Großrazzia in Neukölln: Wegner kämpft gegen organisierte Kriminalität in Spätläden und Shisha-Bars
Finn BauerGroßrazzia in Neukölln: Wegner kämpft gegen organisierte Kriminalität in Spätläden und Shisha-Bars
Berlin regierender Bürgermeister Kai Wegner nahm diese Woche an einer großangelegten Razzia gegen die organisierte Kriminalität in Neukölln teil. Ziel der Aktion waren Spätöffnungsbetriebe, darunter Spätverkaufsstellen, Shisha-Bars, Kneipen und Spielhallen. Bei dem Einsatz beschlagnahmten die Behörden unversteuerte Waren, Drogen sowie illegale Spielautomaten.
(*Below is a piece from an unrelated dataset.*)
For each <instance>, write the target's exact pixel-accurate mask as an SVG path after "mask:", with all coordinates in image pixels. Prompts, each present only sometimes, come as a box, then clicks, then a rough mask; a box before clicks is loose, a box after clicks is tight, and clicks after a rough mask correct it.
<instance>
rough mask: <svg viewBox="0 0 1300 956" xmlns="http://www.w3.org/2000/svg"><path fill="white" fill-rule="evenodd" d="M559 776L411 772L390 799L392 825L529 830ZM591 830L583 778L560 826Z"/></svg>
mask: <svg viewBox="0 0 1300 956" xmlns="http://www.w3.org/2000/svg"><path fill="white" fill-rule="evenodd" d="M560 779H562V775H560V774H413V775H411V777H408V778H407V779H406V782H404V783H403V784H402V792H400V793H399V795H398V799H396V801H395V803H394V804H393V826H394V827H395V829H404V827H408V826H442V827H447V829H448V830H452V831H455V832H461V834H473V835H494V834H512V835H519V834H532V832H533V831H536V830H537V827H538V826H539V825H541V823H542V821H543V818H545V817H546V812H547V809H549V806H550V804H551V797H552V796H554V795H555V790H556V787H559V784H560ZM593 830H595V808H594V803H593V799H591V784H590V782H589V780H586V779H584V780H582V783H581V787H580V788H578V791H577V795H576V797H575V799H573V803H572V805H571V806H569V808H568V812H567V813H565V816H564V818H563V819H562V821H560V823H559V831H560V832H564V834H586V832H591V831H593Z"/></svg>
Noch vor der Razzia war in der Donaustraße ein Zollfahrzeug aufgebrochen worden. Die Diebe entwendeten einen Rucksack mit persönlichen Gegenständen und amtlichen Dokumenten. Die Polizei geht von einem besonders schweren Einbruchsdiebstahl aus.
An der Operation beteiligten sich mehrere Behörden. Polizei, Zollfahnder und Aufsichtsbehörden arbeiteten Hand in Hand. Im Fokus standen Betriebe, die mutmaßlich Verbindungen zur organisierten Kriminalität unterhalten.
Während der Razzia sicherten die Beamten große Mengen unversteuerten Tabaks sowie illegale Spielgeräte und Drogen. Ziel des Einsatzes war es, kriminelle Netzwerke in dem Gebiet zu zerschlagen.
Der gestohlene Rucksack wird weiterhin ermittelt, die Behörden verfolgen verschiedene Spuren. Die beschlagnahmten Gegenstände sollen im Rahmen der weiteren Bekämpfung des illegalen Handels ausgewertet werden. Nähere Details zu den laufenden Untersuchungen wurden von den Behörden bisher nicht bekannt gegeben.